ANOVA was conducted to assess the impact of each controllable parameter on the efficiency of Pb²⁺ ion removal, ensuring the reliability of the results and experimental conditions (Razmi and Ghasemi-Fasaei, 2018). The findings for both bentonite and HNO₃-activated bentonite are summarized in Table 6. The analysis indicates that pH has a significant effect on adsorption for both materials, with p-values of .02 for bentonite and 0.01 for HNO₃-activated bentonite; notably, HNO₃-activated bentonite shows greater sensitivity to pH variations, as reflected in its higher sum of squares. Conversely, the mass does not significantly affect adsorption for either material, as demonstrated by low sum of squares and high p-values (.93 for bentonite and .51 for HNO₃-activated bentonite). Both concentration and contact time exhibit highly significant effects, with very low p-values (0.00) and substantial variability, highlighting their importance in enhancing adsorption capacity.

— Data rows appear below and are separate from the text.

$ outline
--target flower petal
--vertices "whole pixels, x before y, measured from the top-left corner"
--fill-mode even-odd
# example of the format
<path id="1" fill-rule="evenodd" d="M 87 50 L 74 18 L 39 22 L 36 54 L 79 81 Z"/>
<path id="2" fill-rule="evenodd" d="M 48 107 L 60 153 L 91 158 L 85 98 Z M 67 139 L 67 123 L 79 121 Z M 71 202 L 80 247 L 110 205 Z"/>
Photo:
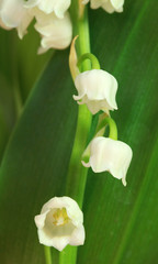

Figure 5 shows the contribution percentages of factors affecting Pb²⁺ adsorption: contact time, initial concentration, pH, and material mass. Contact time is the most significant factor, accounting for 69.69% of variance in Pb²⁺ adsorption for bentonite and 63.45% for HNO₃-activated bentonite, highlighting its crucial role in enhancing adsorption capacity. In contrast, material mass has minimal impact, contributing only 0.31% for bentonite and 1.48% for HNO₃-activated bentonite. This aligns with the delta values in Table 6, where contact time has the highest delta (8.94 for bentonite, 8.8 for HNO₃-activated bentonite), confirming its influence. Previous studies also emphasized contact time and initial concentration as key parameters; for instance, a study using the Taguchi method found initial concentration to be the most influential factor, contributing 31% to Pb²⁺ removal and 43% to Hg²⁺ removal (Zolfaghari et al., 2011).

Figure 5.

Percentage contribution of parameters to Pb²⁺ adsorption capacity by bentonite and HNO₃-activated bentonite.

Regression analysis

Regression analysis is applied to model and analyze situations where different variables have a relationship between a dependent variable and one or more independent variables (Kıvak, 2014). In this study, regression analysis is used to calculate the equations predicting the theoretical adsorption amount and the actual adsorption amount of bentonite and HNO₃-activated bentonite. The prediction equations are constructed as linear models and quadratic regression models.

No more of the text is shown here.